Organizações LGBT prometem não deixar cair co-adopção
Co-adopção rejeitada nesta quinta-feira no Parlamento. Ilga-Portugal seguirá com queixa até Tribunal Europeu dos Direitos Humanos, se for preciso.
Paulo Corte-Real, presidente da Ilga – Intervenção Lésbica, Gay, Bissexual e Transgénero – Portugal, está “chocado” com o chumbo da co-adopção. Parece-lhe que o modo como a Assembleia da República votou esta sexta-feira revela um “extremismo enorme”, que fica indiferente aos direitos das crianças. Não desistirá do processo que em Março do ano passado deu entrada no Tribunal Administrativo contra o Estado português. Está disposto a seguir até ao Tribunal Europeu dos Direitos Humanos.
“Esta é uma questão consensual”, diz Corte-Real. O Tribunal Europeu já condenou a Áustria por impedir a co-adopção por casais do mesmo sexo. O outro membro do casal também teria direito de adoptar a criança, de outro modo estar-se-ia a violar a Convenção Europeia dos Direitos Humanos – o artigo 14 (proibição da discriminação) em conjugação com o artigo 8 (direito ao respeito pela vida privada e familiar). No acórdão, Portugal era citado como um dos exemplos de países nos quais esta violação ocorre. Para além de Portugal, só a Roménia, a Ucrânia e a Rússia permitiam co-adopção por casais de sexo diferente e não por casais do mesmo sexo.
Ana Cristina Santos, da associação Não Te Prives, encara a votação como um “total desrespeito” pelas crianças. “Não estamos a falar de adopção. Estamos a falar de crianças que têm uma família”, sublinha. O que estava em cima da mesa era a possibilidade de um dos membros do casal adoptar o filho, biológico ou adoptado, da pessoa com quem vive em união de facto ou com quem se casou.
Se um pai ou mãe morre, nada protegerá o vínculo que a criança possa com o outro pai ou mãe, exemplifica Corte-Real. Se o casal de divorcia, não há regulação de responsabilidades parentais. No dia-a-dia, só quem tem responsabilidades parental pode assumir, em termos legais, a educação ou o acesso à saúde da criança.
Na quinta-feira, o Comité Português da Unicef defendeu a co-adopção como um modo de preservar os vínculos afectivos. Já no arranque das audições no parlamento, a vice-presidente do Instituto de Apoio à Criança, Dulce Rocha, também falara na “importância de manter as relações afectivas privilegiadas que as crianças estabelecem na primeira infância e que são importantes para a sua vida inteira".
A propósito da iniciativa legislativa do partido socialista, o Comissário Europeu dos Direitos Humanos do Conselho da Europa, Nils Muiznieks, escrevera à Comissão de Assuntos Constitucionais, Direitos, Liberdade e Garantias. “É a minha posição que os casais de pessoas do mesmo sexo, tendo em conta o princípio do superior interesse da criança, devem ter acesso às mesmas oportunidades de serem considerados como pais ou mães adoptantes de uma criança. Os direitos parentais de ambos os membros do casal devem ser reconhecidos sem discriminação”, sustentou.

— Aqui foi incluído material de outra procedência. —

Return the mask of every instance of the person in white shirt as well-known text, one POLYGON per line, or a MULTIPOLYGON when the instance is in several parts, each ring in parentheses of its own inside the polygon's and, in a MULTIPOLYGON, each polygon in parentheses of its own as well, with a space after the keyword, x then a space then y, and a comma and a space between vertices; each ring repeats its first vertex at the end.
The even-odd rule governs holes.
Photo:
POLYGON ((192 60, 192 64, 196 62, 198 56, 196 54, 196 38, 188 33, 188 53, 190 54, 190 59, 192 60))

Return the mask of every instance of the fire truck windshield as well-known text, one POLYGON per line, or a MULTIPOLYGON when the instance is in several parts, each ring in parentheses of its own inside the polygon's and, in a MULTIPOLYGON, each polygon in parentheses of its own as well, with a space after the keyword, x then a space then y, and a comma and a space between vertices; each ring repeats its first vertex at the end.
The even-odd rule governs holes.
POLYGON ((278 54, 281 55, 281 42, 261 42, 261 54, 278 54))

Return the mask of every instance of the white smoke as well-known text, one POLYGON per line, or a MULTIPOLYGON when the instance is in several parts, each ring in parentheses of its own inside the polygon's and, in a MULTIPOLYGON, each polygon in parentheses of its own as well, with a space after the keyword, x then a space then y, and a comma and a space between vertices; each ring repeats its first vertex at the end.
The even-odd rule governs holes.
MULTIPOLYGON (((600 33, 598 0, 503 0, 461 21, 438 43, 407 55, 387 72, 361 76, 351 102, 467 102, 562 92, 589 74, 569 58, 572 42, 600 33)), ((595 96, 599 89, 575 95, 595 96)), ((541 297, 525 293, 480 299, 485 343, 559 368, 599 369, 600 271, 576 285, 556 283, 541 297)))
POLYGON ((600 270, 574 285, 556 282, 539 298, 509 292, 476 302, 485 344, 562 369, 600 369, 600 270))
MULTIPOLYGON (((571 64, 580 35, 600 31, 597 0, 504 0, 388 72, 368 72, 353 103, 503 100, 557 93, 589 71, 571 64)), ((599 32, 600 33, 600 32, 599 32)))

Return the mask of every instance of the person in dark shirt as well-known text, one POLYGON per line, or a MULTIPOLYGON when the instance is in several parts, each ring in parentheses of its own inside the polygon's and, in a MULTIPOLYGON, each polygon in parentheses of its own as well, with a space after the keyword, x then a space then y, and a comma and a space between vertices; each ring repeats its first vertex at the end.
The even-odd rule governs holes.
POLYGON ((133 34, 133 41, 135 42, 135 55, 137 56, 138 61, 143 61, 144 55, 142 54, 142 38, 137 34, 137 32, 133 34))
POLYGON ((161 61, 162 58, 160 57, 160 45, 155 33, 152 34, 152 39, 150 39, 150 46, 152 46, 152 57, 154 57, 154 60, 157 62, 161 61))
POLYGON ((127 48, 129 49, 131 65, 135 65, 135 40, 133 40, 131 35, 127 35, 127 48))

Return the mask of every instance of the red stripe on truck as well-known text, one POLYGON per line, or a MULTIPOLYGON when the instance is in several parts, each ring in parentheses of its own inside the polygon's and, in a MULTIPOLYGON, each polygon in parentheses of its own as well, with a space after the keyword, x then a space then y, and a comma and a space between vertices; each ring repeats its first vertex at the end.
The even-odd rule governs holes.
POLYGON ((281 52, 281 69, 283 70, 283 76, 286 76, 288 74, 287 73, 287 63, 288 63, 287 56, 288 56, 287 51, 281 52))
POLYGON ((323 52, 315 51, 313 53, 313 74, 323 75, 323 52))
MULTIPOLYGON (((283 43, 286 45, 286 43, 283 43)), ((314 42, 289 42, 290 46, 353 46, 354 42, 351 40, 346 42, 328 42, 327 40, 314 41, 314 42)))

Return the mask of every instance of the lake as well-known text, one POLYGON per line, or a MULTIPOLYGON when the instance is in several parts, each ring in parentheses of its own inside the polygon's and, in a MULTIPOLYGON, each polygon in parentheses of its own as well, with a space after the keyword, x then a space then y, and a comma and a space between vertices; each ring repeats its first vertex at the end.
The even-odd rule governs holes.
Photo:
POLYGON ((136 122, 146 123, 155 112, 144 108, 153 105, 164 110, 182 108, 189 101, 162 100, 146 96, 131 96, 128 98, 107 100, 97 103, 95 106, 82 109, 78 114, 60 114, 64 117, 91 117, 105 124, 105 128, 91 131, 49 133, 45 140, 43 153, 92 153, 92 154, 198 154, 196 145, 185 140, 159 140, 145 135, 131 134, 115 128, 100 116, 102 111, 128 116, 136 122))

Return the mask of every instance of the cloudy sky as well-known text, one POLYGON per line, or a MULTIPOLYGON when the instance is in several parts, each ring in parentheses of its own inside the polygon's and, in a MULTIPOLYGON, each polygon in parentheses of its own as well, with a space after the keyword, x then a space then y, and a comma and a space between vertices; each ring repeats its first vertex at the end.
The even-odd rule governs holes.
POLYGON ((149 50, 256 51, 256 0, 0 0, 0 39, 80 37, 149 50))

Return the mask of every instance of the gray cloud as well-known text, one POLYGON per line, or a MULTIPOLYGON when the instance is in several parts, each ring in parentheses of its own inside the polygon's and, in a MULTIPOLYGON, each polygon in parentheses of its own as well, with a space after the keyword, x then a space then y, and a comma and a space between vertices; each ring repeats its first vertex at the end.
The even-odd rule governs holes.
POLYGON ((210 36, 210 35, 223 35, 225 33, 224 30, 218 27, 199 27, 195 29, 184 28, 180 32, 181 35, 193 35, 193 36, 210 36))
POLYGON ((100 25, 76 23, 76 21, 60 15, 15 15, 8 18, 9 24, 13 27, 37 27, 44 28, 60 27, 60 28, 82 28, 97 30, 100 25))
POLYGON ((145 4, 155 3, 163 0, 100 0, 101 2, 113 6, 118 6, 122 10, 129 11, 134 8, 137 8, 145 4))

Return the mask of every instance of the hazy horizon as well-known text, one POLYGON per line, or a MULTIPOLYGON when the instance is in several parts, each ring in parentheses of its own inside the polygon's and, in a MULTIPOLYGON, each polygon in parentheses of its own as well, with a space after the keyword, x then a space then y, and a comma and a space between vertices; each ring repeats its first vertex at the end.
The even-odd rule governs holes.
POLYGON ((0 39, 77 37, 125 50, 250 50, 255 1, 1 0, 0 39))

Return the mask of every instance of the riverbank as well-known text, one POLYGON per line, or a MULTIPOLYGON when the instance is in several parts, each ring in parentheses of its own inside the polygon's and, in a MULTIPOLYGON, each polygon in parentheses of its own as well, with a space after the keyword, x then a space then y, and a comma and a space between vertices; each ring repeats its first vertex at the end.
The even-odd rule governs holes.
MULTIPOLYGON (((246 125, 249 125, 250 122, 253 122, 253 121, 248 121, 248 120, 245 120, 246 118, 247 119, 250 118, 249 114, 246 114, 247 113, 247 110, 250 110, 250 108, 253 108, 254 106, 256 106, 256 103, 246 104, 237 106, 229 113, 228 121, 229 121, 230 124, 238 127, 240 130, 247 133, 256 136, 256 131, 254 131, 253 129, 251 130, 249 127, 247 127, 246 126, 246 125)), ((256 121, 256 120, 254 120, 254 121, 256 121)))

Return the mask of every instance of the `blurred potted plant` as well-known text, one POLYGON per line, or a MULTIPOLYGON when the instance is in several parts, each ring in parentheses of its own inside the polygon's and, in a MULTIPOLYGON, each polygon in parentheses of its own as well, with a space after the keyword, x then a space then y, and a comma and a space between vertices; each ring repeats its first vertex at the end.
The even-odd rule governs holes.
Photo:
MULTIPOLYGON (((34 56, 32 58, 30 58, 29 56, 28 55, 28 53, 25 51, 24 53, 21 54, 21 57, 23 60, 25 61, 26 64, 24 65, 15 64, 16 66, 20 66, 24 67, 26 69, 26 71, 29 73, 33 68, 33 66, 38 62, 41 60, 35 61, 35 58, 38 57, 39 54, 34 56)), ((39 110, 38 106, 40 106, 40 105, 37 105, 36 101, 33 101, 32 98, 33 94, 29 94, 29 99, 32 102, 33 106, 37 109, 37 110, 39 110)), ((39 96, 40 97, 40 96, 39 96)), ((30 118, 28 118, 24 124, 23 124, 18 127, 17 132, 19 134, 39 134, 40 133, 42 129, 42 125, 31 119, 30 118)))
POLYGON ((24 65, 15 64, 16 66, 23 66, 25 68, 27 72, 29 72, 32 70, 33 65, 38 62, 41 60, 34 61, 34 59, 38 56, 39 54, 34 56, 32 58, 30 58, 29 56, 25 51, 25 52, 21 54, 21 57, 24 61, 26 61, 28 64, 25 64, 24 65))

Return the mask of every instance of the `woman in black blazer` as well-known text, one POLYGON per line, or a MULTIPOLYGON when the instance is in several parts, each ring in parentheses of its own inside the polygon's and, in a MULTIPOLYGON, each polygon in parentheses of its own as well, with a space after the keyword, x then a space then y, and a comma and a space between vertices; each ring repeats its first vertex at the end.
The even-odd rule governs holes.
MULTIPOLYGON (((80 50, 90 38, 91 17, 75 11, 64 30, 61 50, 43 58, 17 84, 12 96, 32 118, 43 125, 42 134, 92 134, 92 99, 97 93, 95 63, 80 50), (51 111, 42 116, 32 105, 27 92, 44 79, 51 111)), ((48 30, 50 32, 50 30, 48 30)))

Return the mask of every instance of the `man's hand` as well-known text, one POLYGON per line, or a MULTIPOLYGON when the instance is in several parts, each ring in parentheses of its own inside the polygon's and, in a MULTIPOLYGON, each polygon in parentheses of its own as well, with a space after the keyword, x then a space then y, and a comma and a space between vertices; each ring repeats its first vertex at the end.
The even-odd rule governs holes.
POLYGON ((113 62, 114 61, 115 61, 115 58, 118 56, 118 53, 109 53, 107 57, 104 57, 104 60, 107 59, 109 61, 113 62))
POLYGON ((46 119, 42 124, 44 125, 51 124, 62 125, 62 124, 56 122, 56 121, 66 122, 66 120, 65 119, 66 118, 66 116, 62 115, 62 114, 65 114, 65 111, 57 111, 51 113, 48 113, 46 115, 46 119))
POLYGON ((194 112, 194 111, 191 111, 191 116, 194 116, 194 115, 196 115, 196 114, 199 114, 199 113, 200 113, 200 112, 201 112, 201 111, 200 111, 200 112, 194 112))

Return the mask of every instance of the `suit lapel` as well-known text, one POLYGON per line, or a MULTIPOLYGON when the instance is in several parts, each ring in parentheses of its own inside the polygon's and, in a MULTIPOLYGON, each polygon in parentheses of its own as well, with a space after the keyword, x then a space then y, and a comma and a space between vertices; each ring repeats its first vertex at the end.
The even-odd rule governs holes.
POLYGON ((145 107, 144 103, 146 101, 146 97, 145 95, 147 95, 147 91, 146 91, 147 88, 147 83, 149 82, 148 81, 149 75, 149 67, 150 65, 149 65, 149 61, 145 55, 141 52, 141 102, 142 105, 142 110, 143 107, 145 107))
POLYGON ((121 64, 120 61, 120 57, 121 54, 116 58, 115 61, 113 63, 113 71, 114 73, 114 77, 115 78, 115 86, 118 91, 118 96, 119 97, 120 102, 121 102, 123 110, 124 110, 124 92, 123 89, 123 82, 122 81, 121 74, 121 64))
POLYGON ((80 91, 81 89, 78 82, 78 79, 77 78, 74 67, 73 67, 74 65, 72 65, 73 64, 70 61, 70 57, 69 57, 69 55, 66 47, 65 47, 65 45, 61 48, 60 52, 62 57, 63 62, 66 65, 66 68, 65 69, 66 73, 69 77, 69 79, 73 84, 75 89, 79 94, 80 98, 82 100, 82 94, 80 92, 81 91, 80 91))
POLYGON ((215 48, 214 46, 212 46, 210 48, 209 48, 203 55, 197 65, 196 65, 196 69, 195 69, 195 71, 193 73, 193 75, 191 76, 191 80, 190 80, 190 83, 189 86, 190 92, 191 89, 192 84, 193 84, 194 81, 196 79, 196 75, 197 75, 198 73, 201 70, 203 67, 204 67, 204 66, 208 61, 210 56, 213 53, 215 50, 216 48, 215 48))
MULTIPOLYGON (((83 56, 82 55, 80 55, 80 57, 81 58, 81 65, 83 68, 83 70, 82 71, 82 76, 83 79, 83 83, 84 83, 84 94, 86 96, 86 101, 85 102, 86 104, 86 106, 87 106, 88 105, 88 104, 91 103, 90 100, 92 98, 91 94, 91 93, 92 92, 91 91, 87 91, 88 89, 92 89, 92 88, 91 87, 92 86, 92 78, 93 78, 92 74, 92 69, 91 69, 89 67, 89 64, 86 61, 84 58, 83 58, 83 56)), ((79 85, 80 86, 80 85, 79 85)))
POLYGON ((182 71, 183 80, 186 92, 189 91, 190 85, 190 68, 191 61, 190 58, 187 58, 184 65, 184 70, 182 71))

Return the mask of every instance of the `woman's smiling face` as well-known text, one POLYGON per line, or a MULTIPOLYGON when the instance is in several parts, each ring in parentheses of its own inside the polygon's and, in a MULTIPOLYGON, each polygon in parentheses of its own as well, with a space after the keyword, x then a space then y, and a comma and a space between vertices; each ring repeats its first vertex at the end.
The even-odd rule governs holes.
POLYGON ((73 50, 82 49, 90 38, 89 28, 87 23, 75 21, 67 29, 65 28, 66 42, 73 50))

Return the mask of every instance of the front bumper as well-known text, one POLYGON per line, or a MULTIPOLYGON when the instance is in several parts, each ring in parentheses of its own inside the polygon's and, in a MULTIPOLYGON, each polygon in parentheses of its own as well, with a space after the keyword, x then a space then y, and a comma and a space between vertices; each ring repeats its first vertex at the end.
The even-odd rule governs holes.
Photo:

A Não te Prives, que organiza a Marcha Contra a Homofobia e a Transfobia em Coimbra, já decidiu dedicar a edição deste ano à co-adopção. “É mais uma oportunidade de levar para a praça pública esta questão”, explica Ana Cristina Santos. Lisboa ainda não decidiu. O Porto também não, mas João Paulo, que lidera a organização dessa marcha, adianta que a manifestação “andará por aí”.
Avançar para a co-adopção é “inevitável”, acredita João Paulo. Por estes dias, ocorre o que aconteceu com o casamento entre pessoas do mesmo sexo: o processo arrastou-se anos, com avanços e recuos.
Sérgio Vitorino, dos Panteras Rosa – Frente de Combate à LesBiGayTransFobia, encara a rejeição da co-adopção como uma oportunidade de voltar ao sítio que lhe parece certo: de recolocar o debate nos direitos parentais dos homossexuais – que envolvem, além da co-adopção, a adopção e a procriação medicamente assistida.
“Enquanto não reconhecermos os direitos parentais das famílias LGBT [lésbicas, gays, bissexuais e transgénero] não resolvemos a situação das crianças”, diz o activista. Mesmo a proposta que esta sexta-feira foi votada não resolvia o problema de todas as crianças que já existem - apenas das que existem dentro de relações formalizadas.
“Fomos empurrados para esta situação com a lei do casamento”, entende. “Sempre defendi que a questão da parentalidade devia ser resolvida ao mesmo tempo que o casamento. Tanto a lei do casamento como a da união de facto têm leis discriminatórias. Portugal é o único país com casamento sem adopção.”